Your DadWe can all agree this family has been through a lot lately. Now, we don't have to name names or relitigate past events. If we made it through the "secret family" incident of October--again, we're not playing the blame game here--we can make it through anything. Especially since I've agreed to only see Sharon and the secret children twice a month. It's a fresh start for our family, and I just got something that'll make this start even fresher. This Costco membership could really turn our family around.

"How did I get it," you should be asking yourself? Well, that's a story for another day. Let's just say your old man knows how to be crafty--much like when he said he was visiting "a very sick sister" on every consecutive weekend for four years, as well as all of your birthdays. But let me tell you, this card is a first-class seat on the jumbo jet we call "grocery shopping." I've seen sights that would sound like tall tales to your ignorant brains, rendered dull by a lifetime of shopping at grocery stores that don't require special access. I didn't even know an "olive bar" was a thing that existed, but 300 dollars later, I regret nothing. You have the right to slap me in the face if you ever see me fishing olives out of a jar or can again like some common idiot.

And the sheer quantities on display! It's hard enough for one guy to bring home enough groceries in a single trip for one family, let alone one family and another, secret one. Did you know you can buy up to 5000 rolls of toilet paper in one package? Well, you can, and I'll tell you the cost of renting a trailer is negligible at best. You kids will now have to share a room thanks to the sheer amount of space it'll take up, but over the next decade we'll be saving almost 36 cents per roll! That extra cash will definitely come in handy if I have to go on another mysterious business trip my company won't pay for or acknowledge. I wish there was a way around this, but as I've told you all several dozen times in family court, the slacks industry is extremely secretive and competitive, and sometimes we can't leave behind a paper trail.

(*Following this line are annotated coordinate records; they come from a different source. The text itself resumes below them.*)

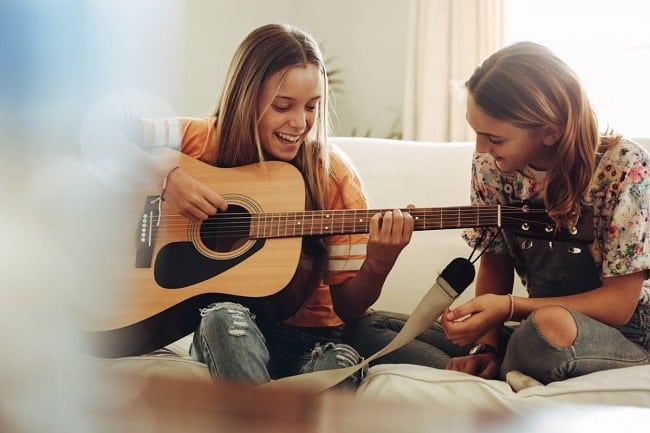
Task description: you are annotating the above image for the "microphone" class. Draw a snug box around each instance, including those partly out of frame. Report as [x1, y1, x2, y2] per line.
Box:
[427, 257, 475, 320]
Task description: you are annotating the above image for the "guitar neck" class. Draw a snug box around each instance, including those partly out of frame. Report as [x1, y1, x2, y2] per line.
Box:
[250, 206, 500, 238]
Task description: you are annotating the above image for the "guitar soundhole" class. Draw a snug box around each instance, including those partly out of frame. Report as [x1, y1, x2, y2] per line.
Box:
[199, 204, 251, 253]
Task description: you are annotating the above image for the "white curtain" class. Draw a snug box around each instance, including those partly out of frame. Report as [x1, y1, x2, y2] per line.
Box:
[403, 0, 503, 141]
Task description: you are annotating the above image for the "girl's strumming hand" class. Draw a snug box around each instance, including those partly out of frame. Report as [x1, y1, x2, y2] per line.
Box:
[163, 168, 228, 222]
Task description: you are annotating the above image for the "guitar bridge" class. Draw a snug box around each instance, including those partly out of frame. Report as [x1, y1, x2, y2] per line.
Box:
[135, 195, 161, 268]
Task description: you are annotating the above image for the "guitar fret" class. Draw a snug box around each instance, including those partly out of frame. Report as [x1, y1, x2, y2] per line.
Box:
[243, 205, 589, 242]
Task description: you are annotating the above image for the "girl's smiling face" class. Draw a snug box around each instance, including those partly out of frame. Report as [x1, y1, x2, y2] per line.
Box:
[467, 94, 559, 173]
[258, 63, 323, 161]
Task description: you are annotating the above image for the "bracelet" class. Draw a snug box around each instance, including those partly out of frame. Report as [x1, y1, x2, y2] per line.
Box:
[160, 166, 180, 200]
[506, 293, 515, 322]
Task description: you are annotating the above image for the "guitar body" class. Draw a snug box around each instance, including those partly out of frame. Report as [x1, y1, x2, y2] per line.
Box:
[81, 154, 307, 357]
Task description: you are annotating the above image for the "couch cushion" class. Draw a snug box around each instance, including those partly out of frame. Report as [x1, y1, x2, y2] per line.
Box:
[357, 364, 650, 411]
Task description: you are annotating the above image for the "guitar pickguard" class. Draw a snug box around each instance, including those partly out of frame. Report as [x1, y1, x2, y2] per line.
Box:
[154, 239, 265, 289]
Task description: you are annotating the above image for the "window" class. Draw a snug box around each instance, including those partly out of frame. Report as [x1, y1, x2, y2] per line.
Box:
[504, 0, 650, 138]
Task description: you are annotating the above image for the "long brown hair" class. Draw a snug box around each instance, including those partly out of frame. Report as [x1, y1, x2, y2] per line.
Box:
[466, 42, 620, 227]
[215, 24, 329, 209]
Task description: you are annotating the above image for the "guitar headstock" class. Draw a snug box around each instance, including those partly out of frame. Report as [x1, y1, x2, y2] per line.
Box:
[501, 204, 594, 244]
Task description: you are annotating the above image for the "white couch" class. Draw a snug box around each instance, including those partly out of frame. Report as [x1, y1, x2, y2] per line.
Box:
[100, 137, 650, 410]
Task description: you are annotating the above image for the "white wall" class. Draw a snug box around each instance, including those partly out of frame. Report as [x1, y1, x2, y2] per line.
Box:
[176, 0, 411, 137]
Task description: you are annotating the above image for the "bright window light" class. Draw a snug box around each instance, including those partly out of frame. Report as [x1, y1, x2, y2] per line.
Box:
[504, 0, 650, 138]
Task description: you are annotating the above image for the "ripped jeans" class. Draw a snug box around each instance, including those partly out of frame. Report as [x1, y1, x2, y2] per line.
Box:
[190, 302, 365, 387]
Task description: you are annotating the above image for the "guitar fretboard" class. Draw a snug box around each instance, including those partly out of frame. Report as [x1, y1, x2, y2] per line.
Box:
[250, 206, 499, 238]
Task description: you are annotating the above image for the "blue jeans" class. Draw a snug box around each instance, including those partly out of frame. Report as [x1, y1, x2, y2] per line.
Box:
[343, 304, 650, 383]
[190, 302, 364, 387]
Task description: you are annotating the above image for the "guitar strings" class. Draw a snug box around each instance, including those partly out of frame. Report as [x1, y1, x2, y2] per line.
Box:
[140, 206, 549, 238]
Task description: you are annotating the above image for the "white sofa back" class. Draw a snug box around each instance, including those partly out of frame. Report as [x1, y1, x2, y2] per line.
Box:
[331, 137, 486, 313]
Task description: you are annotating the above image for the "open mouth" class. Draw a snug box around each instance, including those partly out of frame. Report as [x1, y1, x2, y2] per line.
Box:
[275, 132, 301, 144]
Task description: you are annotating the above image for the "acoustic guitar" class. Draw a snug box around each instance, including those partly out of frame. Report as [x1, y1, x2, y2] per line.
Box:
[82, 154, 593, 357]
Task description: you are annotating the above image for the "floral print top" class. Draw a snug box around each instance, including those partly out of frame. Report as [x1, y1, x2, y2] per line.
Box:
[462, 139, 650, 304]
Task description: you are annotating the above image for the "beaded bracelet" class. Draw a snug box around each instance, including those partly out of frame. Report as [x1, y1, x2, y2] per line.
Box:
[160, 166, 180, 200]
[506, 293, 515, 322]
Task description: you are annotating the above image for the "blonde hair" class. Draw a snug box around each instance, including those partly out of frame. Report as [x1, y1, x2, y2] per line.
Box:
[215, 24, 330, 209]
[466, 42, 620, 227]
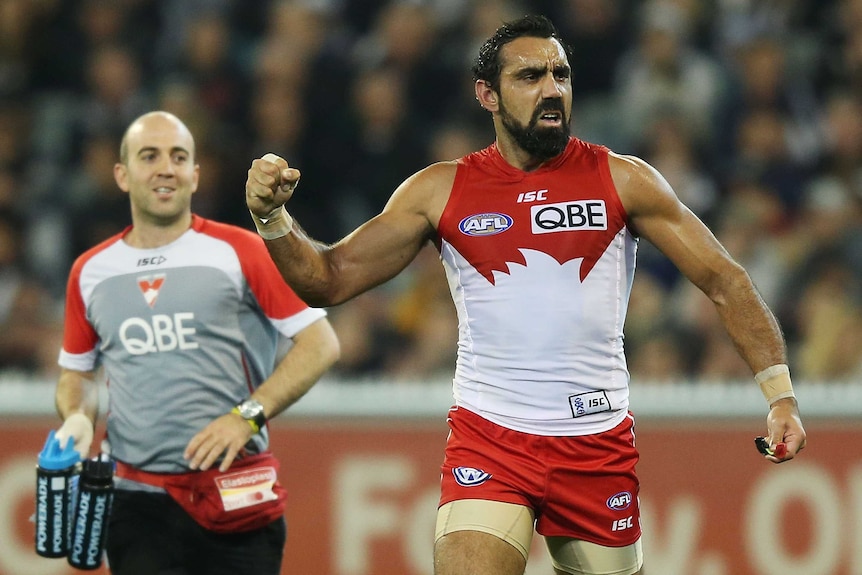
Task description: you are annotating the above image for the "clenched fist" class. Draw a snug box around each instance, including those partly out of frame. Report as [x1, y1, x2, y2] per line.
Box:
[245, 154, 300, 218]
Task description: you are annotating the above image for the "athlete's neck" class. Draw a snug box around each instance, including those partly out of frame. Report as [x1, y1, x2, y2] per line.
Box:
[123, 213, 192, 249]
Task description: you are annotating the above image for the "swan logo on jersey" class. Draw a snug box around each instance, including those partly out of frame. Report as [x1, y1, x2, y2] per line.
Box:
[138, 274, 165, 307]
[452, 467, 491, 487]
[607, 491, 632, 511]
[530, 200, 608, 234]
[458, 213, 514, 236]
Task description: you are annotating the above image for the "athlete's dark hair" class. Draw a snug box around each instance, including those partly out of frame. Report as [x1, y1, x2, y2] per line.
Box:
[473, 14, 569, 92]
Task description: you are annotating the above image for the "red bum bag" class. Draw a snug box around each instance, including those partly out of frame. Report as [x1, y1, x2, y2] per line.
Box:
[116, 451, 287, 533]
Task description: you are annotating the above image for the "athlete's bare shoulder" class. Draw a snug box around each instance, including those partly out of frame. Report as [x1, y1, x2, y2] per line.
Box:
[608, 152, 678, 217]
[383, 160, 458, 229]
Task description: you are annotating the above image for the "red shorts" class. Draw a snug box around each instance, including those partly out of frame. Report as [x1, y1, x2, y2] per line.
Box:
[440, 408, 641, 547]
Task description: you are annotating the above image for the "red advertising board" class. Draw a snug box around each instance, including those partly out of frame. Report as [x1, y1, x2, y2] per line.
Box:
[0, 417, 862, 575]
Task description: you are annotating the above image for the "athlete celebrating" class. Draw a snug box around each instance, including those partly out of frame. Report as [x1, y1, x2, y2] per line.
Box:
[246, 16, 805, 575]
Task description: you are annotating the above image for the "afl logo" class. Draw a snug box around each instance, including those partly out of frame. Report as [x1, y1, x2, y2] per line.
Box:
[452, 467, 491, 487]
[608, 491, 632, 511]
[458, 214, 514, 236]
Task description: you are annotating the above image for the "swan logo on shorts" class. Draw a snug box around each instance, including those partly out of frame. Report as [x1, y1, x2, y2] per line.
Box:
[458, 213, 514, 236]
[452, 467, 491, 487]
[608, 491, 632, 511]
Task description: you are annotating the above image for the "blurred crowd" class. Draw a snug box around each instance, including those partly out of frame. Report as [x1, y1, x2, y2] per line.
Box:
[0, 0, 862, 388]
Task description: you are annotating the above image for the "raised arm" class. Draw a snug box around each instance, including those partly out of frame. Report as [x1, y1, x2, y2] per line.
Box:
[246, 154, 455, 306]
[609, 154, 805, 461]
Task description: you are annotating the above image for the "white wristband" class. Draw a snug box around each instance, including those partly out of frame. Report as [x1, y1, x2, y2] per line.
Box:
[754, 363, 796, 405]
[249, 206, 293, 240]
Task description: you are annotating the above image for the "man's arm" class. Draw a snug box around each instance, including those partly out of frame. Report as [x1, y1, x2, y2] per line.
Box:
[246, 154, 455, 307]
[54, 368, 99, 458]
[609, 154, 805, 461]
[183, 318, 340, 471]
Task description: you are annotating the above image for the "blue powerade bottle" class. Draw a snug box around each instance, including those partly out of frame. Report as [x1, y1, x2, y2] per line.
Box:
[36, 430, 81, 557]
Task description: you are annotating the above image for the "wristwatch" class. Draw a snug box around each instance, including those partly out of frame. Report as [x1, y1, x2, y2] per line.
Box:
[231, 398, 266, 433]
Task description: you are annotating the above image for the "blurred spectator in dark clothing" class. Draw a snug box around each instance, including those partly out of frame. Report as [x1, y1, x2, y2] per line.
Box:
[0, 208, 62, 376]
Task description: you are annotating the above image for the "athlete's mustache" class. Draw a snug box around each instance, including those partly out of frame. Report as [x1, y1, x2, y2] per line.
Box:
[530, 98, 566, 126]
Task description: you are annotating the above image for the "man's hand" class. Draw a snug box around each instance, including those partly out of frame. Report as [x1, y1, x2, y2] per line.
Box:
[54, 413, 93, 459]
[766, 397, 806, 463]
[183, 413, 254, 471]
[245, 154, 300, 221]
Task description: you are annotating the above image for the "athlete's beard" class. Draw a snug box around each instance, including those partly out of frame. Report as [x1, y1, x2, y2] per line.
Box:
[500, 99, 571, 162]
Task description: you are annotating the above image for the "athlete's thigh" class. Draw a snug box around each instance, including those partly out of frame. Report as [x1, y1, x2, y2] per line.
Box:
[434, 499, 535, 561]
[545, 537, 643, 575]
[434, 531, 527, 575]
[199, 518, 287, 575]
[106, 490, 187, 575]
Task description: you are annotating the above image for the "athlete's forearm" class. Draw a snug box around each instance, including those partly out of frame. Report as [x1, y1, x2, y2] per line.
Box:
[54, 369, 99, 422]
[266, 222, 348, 307]
[712, 269, 787, 374]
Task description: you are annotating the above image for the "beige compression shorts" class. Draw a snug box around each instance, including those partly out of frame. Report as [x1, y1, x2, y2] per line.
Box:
[435, 499, 643, 575]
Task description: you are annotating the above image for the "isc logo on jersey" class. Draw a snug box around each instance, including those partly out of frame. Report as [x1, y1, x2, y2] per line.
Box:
[530, 200, 608, 234]
[458, 213, 513, 236]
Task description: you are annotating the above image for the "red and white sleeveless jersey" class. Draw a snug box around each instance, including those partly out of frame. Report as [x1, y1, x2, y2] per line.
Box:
[438, 138, 637, 435]
[59, 216, 325, 473]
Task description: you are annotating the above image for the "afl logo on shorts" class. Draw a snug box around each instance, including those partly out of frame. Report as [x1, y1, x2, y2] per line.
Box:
[608, 491, 632, 511]
[452, 467, 491, 487]
[458, 214, 514, 236]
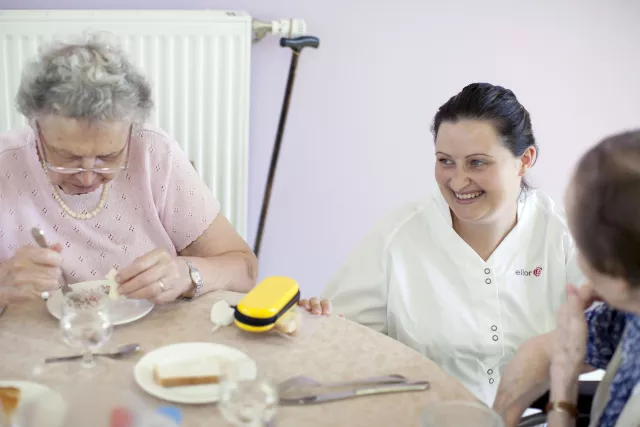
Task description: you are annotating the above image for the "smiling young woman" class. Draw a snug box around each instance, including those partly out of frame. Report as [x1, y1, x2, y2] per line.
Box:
[301, 83, 582, 404]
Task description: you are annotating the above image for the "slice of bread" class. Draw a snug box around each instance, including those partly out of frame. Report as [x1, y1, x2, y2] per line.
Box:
[153, 355, 222, 387]
[0, 387, 20, 421]
[275, 307, 302, 335]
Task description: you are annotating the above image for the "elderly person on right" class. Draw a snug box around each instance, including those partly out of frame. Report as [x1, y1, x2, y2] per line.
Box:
[494, 131, 640, 427]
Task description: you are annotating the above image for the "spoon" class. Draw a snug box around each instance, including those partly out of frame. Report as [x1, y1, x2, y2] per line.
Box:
[44, 344, 140, 363]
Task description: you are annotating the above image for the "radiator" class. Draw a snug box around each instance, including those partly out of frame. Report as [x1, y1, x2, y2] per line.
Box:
[0, 10, 252, 239]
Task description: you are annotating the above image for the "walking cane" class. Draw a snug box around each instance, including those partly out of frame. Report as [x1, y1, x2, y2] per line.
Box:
[253, 36, 320, 256]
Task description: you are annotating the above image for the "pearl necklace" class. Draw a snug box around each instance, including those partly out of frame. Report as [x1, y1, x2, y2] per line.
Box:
[42, 155, 108, 219]
[53, 184, 108, 219]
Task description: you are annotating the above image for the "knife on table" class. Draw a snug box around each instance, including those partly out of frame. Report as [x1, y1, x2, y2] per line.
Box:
[280, 381, 429, 405]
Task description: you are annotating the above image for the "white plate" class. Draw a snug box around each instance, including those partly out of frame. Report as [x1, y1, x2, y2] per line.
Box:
[133, 342, 258, 404]
[47, 280, 153, 325]
[0, 380, 67, 427]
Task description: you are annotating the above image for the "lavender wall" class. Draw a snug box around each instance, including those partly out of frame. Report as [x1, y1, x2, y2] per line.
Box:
[0, 0, 640, 294]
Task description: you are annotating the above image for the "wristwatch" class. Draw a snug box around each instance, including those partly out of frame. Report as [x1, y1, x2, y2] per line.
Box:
[180, 259, 202, 301]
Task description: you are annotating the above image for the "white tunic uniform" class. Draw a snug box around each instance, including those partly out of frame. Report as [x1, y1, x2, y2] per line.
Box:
[323, 188, 583, 405]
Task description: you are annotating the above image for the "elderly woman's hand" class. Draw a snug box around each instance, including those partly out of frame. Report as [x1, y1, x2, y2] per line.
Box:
[550, 285, 594, 400]
[298, 297, 331, 315]
[0, 244, 62, 300]
[116, 249, 191, 304]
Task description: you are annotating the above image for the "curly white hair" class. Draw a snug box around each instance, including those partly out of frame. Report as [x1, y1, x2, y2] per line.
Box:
[16, 33, 153, 122]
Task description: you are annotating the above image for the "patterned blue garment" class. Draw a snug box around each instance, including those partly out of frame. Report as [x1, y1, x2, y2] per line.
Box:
[585, 304, 640, 427]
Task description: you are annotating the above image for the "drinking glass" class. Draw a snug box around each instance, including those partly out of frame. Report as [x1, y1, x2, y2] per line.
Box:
[60, 290, 113, 374]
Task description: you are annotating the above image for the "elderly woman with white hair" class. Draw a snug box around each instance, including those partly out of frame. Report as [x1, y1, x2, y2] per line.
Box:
[0, 36, 257, 305]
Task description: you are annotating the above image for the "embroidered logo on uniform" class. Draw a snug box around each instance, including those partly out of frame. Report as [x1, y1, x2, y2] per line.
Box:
[516, 267, 542, 277]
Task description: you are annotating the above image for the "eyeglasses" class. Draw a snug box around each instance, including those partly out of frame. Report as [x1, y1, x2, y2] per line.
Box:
[36, 122, 133, 175]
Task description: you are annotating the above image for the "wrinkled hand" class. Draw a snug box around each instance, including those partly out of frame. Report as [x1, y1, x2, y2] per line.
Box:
[116, 249, 191, 304]
[0, 244, 62, 300]
[298, 297, 331, 316]
[551, 285, 595, 388]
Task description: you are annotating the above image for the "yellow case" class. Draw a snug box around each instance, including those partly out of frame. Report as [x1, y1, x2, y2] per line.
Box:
[234, 276, 300, 332]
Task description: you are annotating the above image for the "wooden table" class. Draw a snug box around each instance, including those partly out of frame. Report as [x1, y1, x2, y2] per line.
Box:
[0, 292, 476, 427]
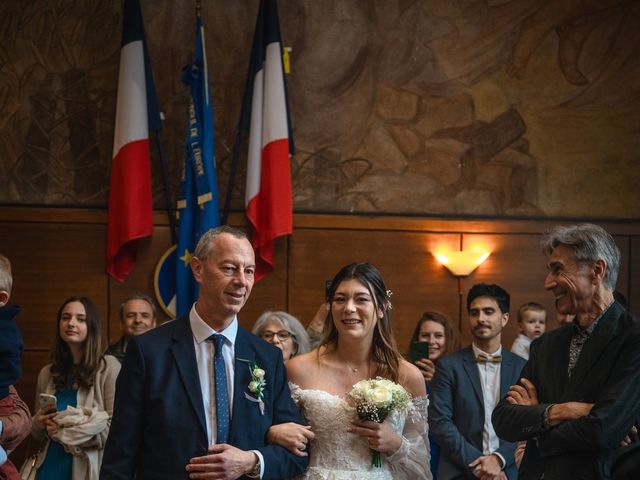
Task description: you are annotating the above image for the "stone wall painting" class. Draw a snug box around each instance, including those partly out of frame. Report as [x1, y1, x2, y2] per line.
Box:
[0, 0, 640, 219]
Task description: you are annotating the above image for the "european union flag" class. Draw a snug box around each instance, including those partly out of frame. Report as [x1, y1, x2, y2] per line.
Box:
[176, 15, 220, 318]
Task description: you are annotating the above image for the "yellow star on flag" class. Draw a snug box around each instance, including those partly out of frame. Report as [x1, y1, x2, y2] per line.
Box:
[180, 248, 193, 268]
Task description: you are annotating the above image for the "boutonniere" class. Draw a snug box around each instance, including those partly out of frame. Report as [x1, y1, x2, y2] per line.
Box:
[238, 358, 267, 415]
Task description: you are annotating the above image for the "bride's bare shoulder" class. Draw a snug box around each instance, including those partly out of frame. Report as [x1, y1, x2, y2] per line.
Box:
[285, 349, 319, 385]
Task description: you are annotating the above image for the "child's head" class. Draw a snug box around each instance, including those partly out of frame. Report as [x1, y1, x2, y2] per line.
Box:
[0, 253, 13, 307]
[518, 302, 547, 340]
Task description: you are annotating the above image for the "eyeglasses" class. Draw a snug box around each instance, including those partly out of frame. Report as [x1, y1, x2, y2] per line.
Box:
[260, 330, 293, 342]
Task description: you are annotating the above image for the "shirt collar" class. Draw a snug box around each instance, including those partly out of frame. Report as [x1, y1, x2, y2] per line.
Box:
[573, 301, 614, 337]
[189, 303, 238, 347]
[471, 343, 502, 357]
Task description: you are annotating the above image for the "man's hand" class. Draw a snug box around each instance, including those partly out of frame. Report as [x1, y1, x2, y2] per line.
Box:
[620, 425, 638, 447]
[469, 454, 504, 480]
[507, 378, 539, 406]
[267, 422, 315, 457]
[186, 443, 256, 480]
[416, 358, 436, 383]
[549, 402, 593, 426]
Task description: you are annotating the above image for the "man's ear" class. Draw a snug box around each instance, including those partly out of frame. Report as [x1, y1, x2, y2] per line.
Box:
[502, 312, 509, 327]
[189, 255, 202, 283]
[591, 259, 607, 283]
[0, 290, 9, 307]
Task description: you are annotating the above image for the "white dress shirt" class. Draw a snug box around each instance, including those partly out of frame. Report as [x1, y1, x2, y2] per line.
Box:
[472, 345, 506, 468]
[189, 303, 264, 478]
[189, 303, 238, 445]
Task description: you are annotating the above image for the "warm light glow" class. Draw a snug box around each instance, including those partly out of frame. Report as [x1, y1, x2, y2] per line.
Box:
[433, 250, 491, 277]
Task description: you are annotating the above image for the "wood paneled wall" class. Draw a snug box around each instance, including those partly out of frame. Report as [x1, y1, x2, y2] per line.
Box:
[0, 208, 640, 428]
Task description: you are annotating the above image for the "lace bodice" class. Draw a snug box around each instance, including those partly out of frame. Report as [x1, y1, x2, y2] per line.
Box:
[290, 384, 431, 480]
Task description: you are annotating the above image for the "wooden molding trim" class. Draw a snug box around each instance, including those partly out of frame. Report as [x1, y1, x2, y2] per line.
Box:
[0, 206, 640, 236]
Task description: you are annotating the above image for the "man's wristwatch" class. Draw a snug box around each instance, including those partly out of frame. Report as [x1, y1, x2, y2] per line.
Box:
[247, 452, 260, 478]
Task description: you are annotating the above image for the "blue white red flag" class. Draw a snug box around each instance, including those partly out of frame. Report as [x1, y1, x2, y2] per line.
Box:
[240, 0, 293, 280]
[107, 0, 162, 282]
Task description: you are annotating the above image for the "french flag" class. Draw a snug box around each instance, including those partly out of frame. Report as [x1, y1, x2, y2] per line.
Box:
[245, 0, 293, 280]
[107, 0, 162, 282]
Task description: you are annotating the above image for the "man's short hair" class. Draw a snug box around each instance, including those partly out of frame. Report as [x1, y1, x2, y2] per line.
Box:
[118, 293, 157, 322]
[467, 283, 511, 313]
[540, 223, 620, 292]
[194, 225, 249, 260]
[0, 253, 13, 294]
[518, 302, 547, 322]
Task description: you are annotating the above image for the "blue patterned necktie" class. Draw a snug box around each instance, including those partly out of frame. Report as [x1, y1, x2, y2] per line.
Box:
[210, 333, 230, 443]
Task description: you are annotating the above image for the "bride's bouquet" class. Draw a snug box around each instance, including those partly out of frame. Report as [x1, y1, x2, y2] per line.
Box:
[349, 377, 411, 467]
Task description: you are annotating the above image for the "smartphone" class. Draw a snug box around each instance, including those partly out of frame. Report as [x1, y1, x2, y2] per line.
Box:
[40, 393, 58, 413]
[409, 342, 429, 363]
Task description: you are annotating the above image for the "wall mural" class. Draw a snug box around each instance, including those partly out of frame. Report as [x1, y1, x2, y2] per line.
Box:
[0, 0, 640, 219]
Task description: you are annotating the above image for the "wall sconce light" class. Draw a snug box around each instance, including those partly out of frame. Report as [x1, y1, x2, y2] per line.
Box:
[433, 250, 491, 277]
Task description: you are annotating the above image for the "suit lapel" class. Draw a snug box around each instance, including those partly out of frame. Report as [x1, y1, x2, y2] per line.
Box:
[230, 327, 257, 434]
[462, 347, 484, 405]
[500, 348, 518, 399]
[171, 317, 207, 437]
[567, 303, 620, 392]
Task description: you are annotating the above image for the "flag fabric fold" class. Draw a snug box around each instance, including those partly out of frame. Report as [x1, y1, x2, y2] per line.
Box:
[106, 0, 162, 282]
[176, 15, 220, 317]
[239, 0, 293, 280]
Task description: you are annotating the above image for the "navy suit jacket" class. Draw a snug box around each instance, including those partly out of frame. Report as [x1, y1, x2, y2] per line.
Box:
[100, 317, 308, 480]
[493, 303, 640, 480]
[429, 347, 525, 480]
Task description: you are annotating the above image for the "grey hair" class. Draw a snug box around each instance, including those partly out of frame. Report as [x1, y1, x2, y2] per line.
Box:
[118, 293, 157, 322]
[251, 310, 311, 356]
[194, 225, 249, 260]
[540, 223, 620, 291]
[0, 253, 13, 294]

This all may sound fantastical, but I popped into our local grocery store after the Costco visit, and the shock nearly sent me running back to the three-gallon drum of pickles sitting on my passenger's seat. Frankly, I don't know if I can trust a store where you can't see the rafters. And I couldn't help but feel a panic attack coming on in those cramped, claustrophobic aisles. What were they--three shopping carts wide at best? How's a guy supposed to get his shopping done efficiently when you've got your store set up like a series of gerbil tubes? Another thing: don't even get me started on the clientele. The beaming, middle-class customers of Costco were replaced by a single, hunched crone reaching out for a box of Mucinex with a hand that looked like a collection of gnarled tree roots. Of course you understand why I could only scream and bolt for the door when she asked me for help.

Yessir, if this family continues to not mention past incidents--a strategy I feel has worked so far--Costco could give us all a new lease on life. After all, nothing brings a family together like time around the table, and just one trip has given us enough food for several hundred dinners. And that'll all start next week, since I have to get this pallet of hot dogs over to my other, even more estranged sister I can't believe I didn't tell you about before now. And, just like with the other members of my family you've never met, she's also a bit quirky with her "no phone, no Internet, and no social security number" thing. But hey, it takes all kinds. Oh, and before I go, I want you kids to promise me you'll unload that toilet paper by lifting with your legs and not your back. Daddy's only telling you this because he cares.